A Unified Tagging Solution: Bidirectional LSTM Recurrent Neural Network with Word Embedding
Peilu Wang, Yao Qian, Frank K. Soong, Lei He, Hai Zhao

TL;DR
This paper presents a unified approach using Bidirectional LSTM RNNs with word embeddings for multiple tagging tasks, achieving near state-of-the-art results without task-specific features.
Contribution
The study introduces a task-independent BLSTM-RNN framework that simplifies tagging across different NLP tasks without specialized feature engineering.
Findings
Achieves near state-of-the-art performance in POS tagging, chunking, and NER.
Uses only one set of task-independent features and learned representations.

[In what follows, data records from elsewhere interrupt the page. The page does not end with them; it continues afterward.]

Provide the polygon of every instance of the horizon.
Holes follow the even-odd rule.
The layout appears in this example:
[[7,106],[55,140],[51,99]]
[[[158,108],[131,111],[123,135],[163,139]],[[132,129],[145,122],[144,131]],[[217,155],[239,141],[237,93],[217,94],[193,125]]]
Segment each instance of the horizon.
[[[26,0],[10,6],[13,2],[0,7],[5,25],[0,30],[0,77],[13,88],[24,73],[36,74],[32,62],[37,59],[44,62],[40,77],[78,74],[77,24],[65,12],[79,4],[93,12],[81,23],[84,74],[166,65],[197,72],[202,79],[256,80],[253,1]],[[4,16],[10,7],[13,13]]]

Eliminates the need for task-specific feature engineering.
Abstract
Bidirectional Long Short-Term Memory Recurrent Neural Network (BLSTM-RNN) has been shown to be very effective for modeling and predicting sequential data, e.g. speech utterances or handwritten documents. In this study, we propose to use BLSTM-RNN for a unified tagging solution that can be applied to various tagging tasks including part-of-speech tagging, chunking and named entity recognition. Instead of exploiting specific features carefully optimized for each task, our solution only uses one set of task-independent features and internal representations learnt from unlabeled text for all tasks.Requiring no task specific knowledge or sophisticated feature engineering, our approach gets nearly state-of-the-art performance in all these three tagging tasks.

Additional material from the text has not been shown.